Tschuris großer Tag
13. August 2015Der Leiter des Satellitenbetriebs im Kontrollzentrum der ESA in Darmstadt freute sich "Es ist alles sehr glattgegangen", sagte Paolo Ferri am frühen Donnerstag gegenüber der Nachrichtenagentur dpa, "es war kein spektakulärer Vorbeiflug".
Bis er jetzt den sonnennähesten Punkt erreichte, hatte der Komet 67P/Tschurjumow-Gerasimenko eine lange Reise hinter sich. Tschuri stammt aus dem Kuiper-Gürtel am äußeren Rande unseres Sonnensystems. In elliptischen Bahnen nähert er sich der Sonne immer weiter an. Irgendwann wird er sich in ihrem Umfeld wohl ganz auflösen.
Aber so weit ist es noch lange nicht. Bei seiner jetzigen Annäherung kam der Brocken aus Gestein und Eis nur gut 185 Millionen Kilometer an die Sonne heran. Das ist nicht einmal so nah wie die Erde, deren Abstand zur Sonne nur etwa 150 Millionen Kilometer beträgt.
Noch nie war ein Roboter so nah dran
Für die Wissenschaft ist es trotzdem ein spannender Moment, denn nie zuvor wurde die Annäherung eines Kometen an die Sonne so intensiv beobachtet wie jetzt: Die Raumsonde Rosetta umkreist den Kometen seit fast einem Jahr. Damals hatte sie ihn nach einer über zehnjährigen Reise in einer Sonnenentfernung von 500 Kilometern eingeholt.
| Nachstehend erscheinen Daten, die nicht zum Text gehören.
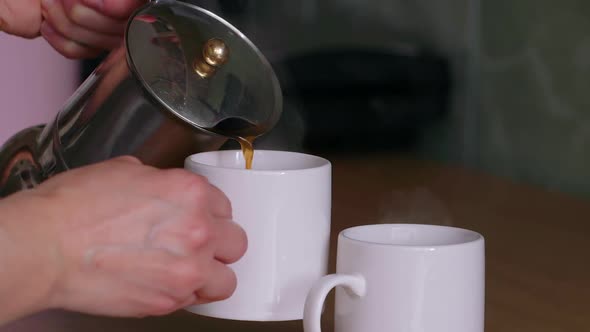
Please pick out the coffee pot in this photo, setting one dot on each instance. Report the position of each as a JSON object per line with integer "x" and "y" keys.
{"x": 183, "y": 81}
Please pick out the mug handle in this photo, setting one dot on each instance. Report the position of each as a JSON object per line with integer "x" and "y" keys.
{"x": 314, "y": 303}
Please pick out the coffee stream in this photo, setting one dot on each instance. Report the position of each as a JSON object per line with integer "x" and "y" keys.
{"x": 244, "y": 132}
{"x": 247, "y": 144}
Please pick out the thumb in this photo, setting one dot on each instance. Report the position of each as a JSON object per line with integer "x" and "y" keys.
{"x": 120, "y": 9}
{"x": 20, "y": 17}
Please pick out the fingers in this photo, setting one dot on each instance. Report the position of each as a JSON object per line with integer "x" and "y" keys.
{"x": 220, "y": 286}
{"x": 195, "y": 190}
{"x": 222, "y": 239}
{"x": 55, "y": 15}
{"x": 68, "y": 48}
{"x": 231, "y": 242}
{"x": 115, "y": 8}
{"x": 21, "y": 18}
{"x": 93, "y": 20}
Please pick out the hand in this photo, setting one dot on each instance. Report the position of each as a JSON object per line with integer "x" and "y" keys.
{"x": 75, "y": 28}
{"x": 124, "y": 239}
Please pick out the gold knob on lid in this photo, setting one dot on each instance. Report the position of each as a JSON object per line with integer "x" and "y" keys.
{"x": 215, "y": 52}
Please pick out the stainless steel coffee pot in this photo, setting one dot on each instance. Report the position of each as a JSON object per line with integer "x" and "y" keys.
{"x": 184, "y": 81}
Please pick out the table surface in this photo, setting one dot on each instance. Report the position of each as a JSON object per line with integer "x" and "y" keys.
{"x": 537, "y": 254}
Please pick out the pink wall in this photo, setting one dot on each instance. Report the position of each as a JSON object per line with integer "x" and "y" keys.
{"x": 34, "y": 82}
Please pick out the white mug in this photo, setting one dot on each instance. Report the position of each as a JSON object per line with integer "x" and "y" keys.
{"x": 404, "y": 278}
{"x": 284, "y": 205}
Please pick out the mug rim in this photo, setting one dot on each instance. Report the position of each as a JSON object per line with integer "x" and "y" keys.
{"x": 321, "y": 162}
{"x": 476, "y": 237}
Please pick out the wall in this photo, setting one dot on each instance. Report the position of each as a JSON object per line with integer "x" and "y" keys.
{"x": 34, "y": 83}
{"x": 534, "y": 74}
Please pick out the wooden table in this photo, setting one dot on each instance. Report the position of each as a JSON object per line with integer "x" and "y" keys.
{"x": 537, "y": 246}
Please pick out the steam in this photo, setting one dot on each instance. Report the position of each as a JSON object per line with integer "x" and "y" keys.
{"x": 419, "y": 206}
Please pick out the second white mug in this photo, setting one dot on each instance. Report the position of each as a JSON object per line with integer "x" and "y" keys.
{"x": 404, "y": 278}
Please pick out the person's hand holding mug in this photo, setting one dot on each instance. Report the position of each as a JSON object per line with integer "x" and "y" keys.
{"x": 117, "y": 238}
{"x": 75, "y": 28}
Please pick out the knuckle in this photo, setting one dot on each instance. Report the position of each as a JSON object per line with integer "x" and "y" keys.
{"x": 78, "y": 14}
{"x": 189, "y": 183}
{"x": 201, "y": 235}
{"x": 188, "y": 276}
{"x": 228, "y": 289}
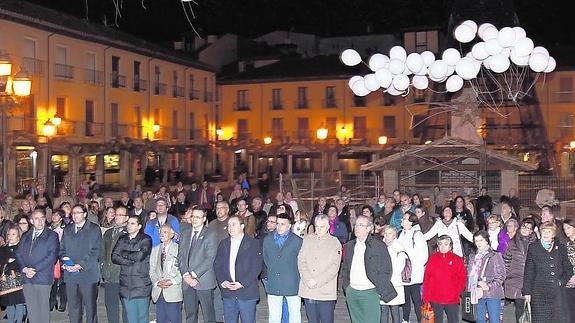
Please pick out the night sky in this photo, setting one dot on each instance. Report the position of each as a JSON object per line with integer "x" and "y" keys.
{"x": 546, "y": 22}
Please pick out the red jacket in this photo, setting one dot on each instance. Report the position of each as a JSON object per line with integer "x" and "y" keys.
{"x": 445, "y": 278}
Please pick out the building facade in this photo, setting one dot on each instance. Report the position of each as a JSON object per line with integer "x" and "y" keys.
{"x": 119, "y": 104}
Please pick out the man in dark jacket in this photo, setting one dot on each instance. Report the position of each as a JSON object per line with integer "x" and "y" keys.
{"x": 111, "y": 271}
{"x": 132, "y": 253}
{"x": 81, "y": 243}
{"x": 37, "y": 255}
{"x": 238, "y": 264}
{"x": 366, "y": 274}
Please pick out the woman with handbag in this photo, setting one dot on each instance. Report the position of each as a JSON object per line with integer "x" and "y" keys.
{"x": 485, "y": 279}
{"x": 444, "y": 281}
{"x": 11, "y": 294}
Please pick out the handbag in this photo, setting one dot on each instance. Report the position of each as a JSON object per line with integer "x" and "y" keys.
{"x": 427, "y": 313}
{"x": 10, "y": 283}
{"x": 526, "y": 317}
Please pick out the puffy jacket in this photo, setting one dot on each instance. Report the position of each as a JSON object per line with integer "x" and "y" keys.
{"x": 133, "y": 256}
{"x": 514, "y": 258}
{"x": 444, "y": 279}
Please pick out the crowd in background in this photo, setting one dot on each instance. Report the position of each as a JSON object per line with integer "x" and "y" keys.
{"x": 196, "y": 248}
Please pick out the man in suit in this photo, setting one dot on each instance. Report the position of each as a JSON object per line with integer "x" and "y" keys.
{"x": 37, "y": 254}
{"x": 81, "y": 242}
{"x": 238, "y": 264}
{"x": 198, "y": 246}
{"x": 166, "y": 278}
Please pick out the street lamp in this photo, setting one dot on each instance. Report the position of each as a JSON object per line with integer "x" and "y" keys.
{"x": 11, "y": 89}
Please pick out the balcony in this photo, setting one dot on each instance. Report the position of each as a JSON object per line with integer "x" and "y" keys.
{"x": 33, "y": 66}
{"x": 93, "y": 77}
{"x": 160, "y": 89}
{"x": 139, "y": 85}
{"x": 329, "y": 103}
{"x": 194, "y": 95}
{"x": 178, "y": 91}
{"x": 242, "y": 106}
{"x": 276, "y": 105}
{"x": 117, "y": 80}
{"x": 63, "y": 72}
{"x": 302, "y": 104}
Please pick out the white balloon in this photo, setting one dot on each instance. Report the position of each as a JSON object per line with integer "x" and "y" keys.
{"x": 401, "y": 82}
{"x": 490, "y": 33}
{"x": 482, "y": 27}
{"x": 499, "y": 63}
{"x": 350, "y": 57}
{"x": 414, "y": 62}
{"x": 454, "y": 83}
{"x": 492, "y": 47}
{"x": 398, "y": 52}
{"x": 518, "y": 60}
{"x": 524, "y": 46}
{"x": 519, "y": 33}
{"x": 506, "y": 37}
{"x": 471, "y": 24}
{"x": 438, "y": 69}
{"x": 384, "y": 77}
{"x": 464, "y": 34}
{"x": 359, "y": 88}
{"x": 538, "y": 62}
{"x": 420, "y": 82}
{"x": 353, "y": 80}
{"x": 451, "y": 56}
{"x": 479, "y": 51}
{"x": 377, "y": 61}
{"x": 551, "y": 65}
{"x": 466, "y": 69}
{"x": 428, "y": 58}
{"x": 396, "y": 66}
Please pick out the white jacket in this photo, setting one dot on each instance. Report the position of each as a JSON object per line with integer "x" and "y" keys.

Seitdem verfolgt Rosetta genau, wie sich der Eisklumpen aufheizt und dabei immer mehr Eis verdampft. Weil der Komet keine schützende Atmosphäre hat, wird es dort auch heißer als auf der Erde. Bei Oberflächentemperaturen von 80 Grad Celsius verdampfen Wasser und tiefgefrorene Kohlenwasserstoffverbindungen recht schnell.
Rosetta sammelt mit ihren Spektrometern, Kameras und weiteren Messinstrumenten in dieser kritischen Phase fleißig Daten ein. Insbesondere die chemische Zusammensetzung des Koma - also der abdampfenden Gashülle - ist für die Forscher interessant.
Jede Menge Schwefelwasserstoffe, Methan und Staub
Rosettas ROSINA-Instrument - ein Spektrometer zur Ionenanalyse, das von der Universität Bern betrieben wird - hat kurz vor dem Erreichen des sonnennähesten Punktes einige verblüffende Veränderungen festgestellt: So setzt Tschuri in der Nähe der Sonne plötzlich doppelt so viel Kohlendioxid und viermal so viel Methan frei wie in den Wochen zuvor. Vor allem der Anteil an Schwefelwasserstoff ist dramatisch gestiegen - um das siebenfache. Nur die Wasserdampfmenge ist gleichgeblieben.
Auch die Menge an messbaren Staubteilchen hat sich kurz vor dem entscheidenden Tag nochmal vervielfacht. Jetzt sind es etwa zehnmal so viele wie noch Anfang Juli.
Die Forscher rechnen damit, dass sich diese Werte in den Tagen der Sonnenannäherung und unmittelbar danach noch einmal deutlich erhöhen. "Wir erwarten weitere Explosionen und Staubwirbel bis September", sagte Ferri.
Philae spricht nicht - aber hört er?
Was allerdings mit dem kleinen Landeroboter Philae ist, den Rosetta Ende vergangenen Jahres auf dem Kometen abgesetzt hatte, wissen die Forscher des Deutschen Zentrums für Luft- und Raumfahrt (DLR), die ihn betreuen, derzeit nicht.
Das letzte Mal hatten sie am 9. Juli kurz Kontakt zu der Sonde. Seitdem sind alle Versuche fehlgeschlagen, noch einmal eine Kommunikationsverbindung aufzubauen. Die Sonnenannäherung erschwert dabei die Kontaktaufnahme. Rosetta muss aufgrund der starken Aktivität des Kometen derzeit einen höheren und weniger mutigen Orbit fliegen, der nicht so gut geeignet ist, mit Philae Funkkontakt herzustellen.
Aufgeben wollen die Wissenschaftler aber nicht. Sie haben vorsichtshalber Kommandos an Philae geschickt, damit dieser Messungen mit seinen Instrumenten durchführt. Sollte der Roboter die Signale empfangen und verstanden haben, könnte er seine Messergebnisse speichern. Nach dem Vorbeiflug an der Sonne haben die Rosetta-Flugkontrolleure dann wieder Gelegenheit, die Flugbahn so zu optimieren, sodass es hoffentlich noch einmal einen Kontakt zu Philae gibt.